I have wondered about that. Another project I'm working on is a SW7 that started life as a BN #127. That number was visible on the outside and inside of the shell. Both in white ink. Inside number was in reverse. I suppose it was stamped from both sides?


----------



## ktcards (Sep 22, 2012)

I Am Fasha said:


> I have wondered about that. Another project I'm working on is a SW7 that started life as a BN #127. That number was visible on the outside and inside of the shell. Both in white ink. Inside number was in reverse. I suppose it was stamped from both sides?


Was it a translucent shell?


----------



## I Am Fasha (Apr 2, 2013)

KT I don't think so, but I didn't strip it all the way down.
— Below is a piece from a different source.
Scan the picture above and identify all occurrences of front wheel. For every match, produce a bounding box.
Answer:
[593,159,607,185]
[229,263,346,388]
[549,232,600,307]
I just removed the numbers and road name and primmered over the rest.


----------



## Jamesgalb (Aug 7, 2013)

Have you tried custom decals Fasha - it might help?
There's a crowd over here:
http://www.steamandthings.com
Steam And Things - they do white, gold etc. etc. and can colour match to your sample
Cheers
James


----------



## Carl (Feb 19, 2012)

Remember..... the white color will not show when you print on the decal paper. Need a special printer for that.


----------



## hoo-t (Apr 30, 2013)

An Alps printer will print white. You would need to print in two passes. One white, and then the yellow on top. But Alps printers are kind of expensive and not being made any more.

One other option would be to use white decal paper. But then you'd have to cut the decal out very carefully to prevent the white from showing on your project. (edit)> You COULD do something of a mixup of a previous idea.... Use the white decal paper, and put a green border around your yellow, matching the green background of your project as close as possible. Then trim the decal as close to the yellow as you can. The small amount of green left on the decal shouldn't be too apparent in the finished project.

Steve

edited to add stuff...


----------



## I Am Fasha (Apr 2, 2013)

Thanks for the reply James, Carl & hoo-t!

A keep reply to all of you.

Yes sir Jame I ended up going with testor's decal paper and it seemed to work out great. I used it on a custom loco that I just finished, here is a link to that thread:

http://www.modeltrainforum.com/showthread.php?t=19471

You are correct Carl and I have a real good home HP printer, but could not print on white. ktcards helped me greatly in the first part of this thread by educating me on color! Hats off to him again for that! 

And hoo-t, yea that would be a lot of work, but thanks for the reply


----------